Bis diesen Sonntag, den 29.11.2015, läuft eines der wichtigsten Referenden der Hamburgischen Geschichte: Wahlberechtigte Hamburger*innen können entscheiden, ob sie die Olympia-Bewerbung der Hansestadt für 2024 unterstützen. Der Gedanke an eine aussichtsreiche deutsche Bewerbung reizt nach dem Leipziger Debakel 2003 viele Bürger in ganz Deutschland. Andere sehen über den Tellerrand der Euphorie.

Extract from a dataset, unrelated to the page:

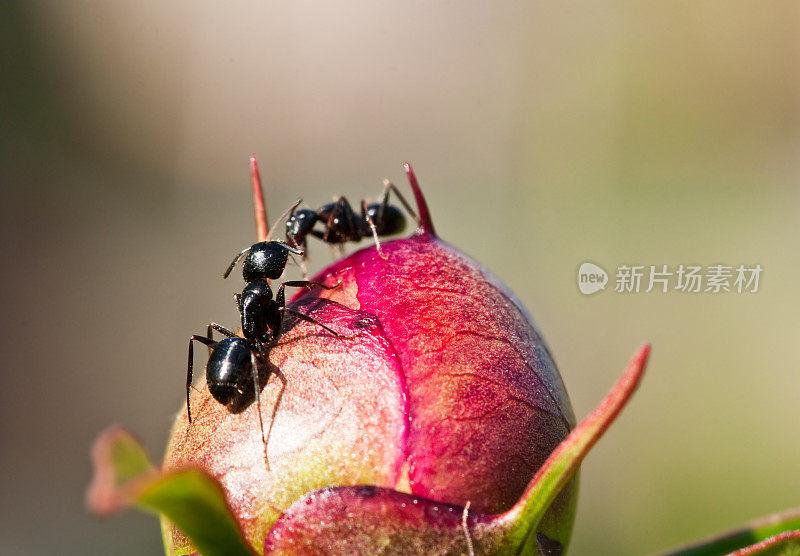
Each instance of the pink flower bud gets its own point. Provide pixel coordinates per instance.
(439, 385)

Wenn sich beim Wort Elbphilharmonie dem Hanseaten immer noch die Nackenhaare aufstellen und Planer mit Worten wie Nachhaltigkeit und Chancen begeistern, ist es Zeit für eine Grundsatzdebatte.

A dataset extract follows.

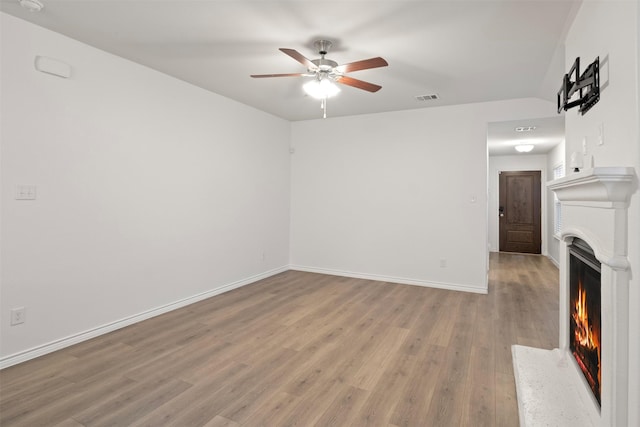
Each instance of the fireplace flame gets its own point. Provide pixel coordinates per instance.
(584, 333)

Wir lassen ab jetzt Aspekte außen vor, sind blauäugig oder überkritisch und vertreten nicht unsere eigene Meinung, um uns der Frage zu widmen: Sollte sich Hamburg als deutsche Stadt um die Ausrichtung der Olympischen Spiele 2024 bewerben?
Für Olympia in Hamburg
Hamburg und Olympia? Eine Chance für beide!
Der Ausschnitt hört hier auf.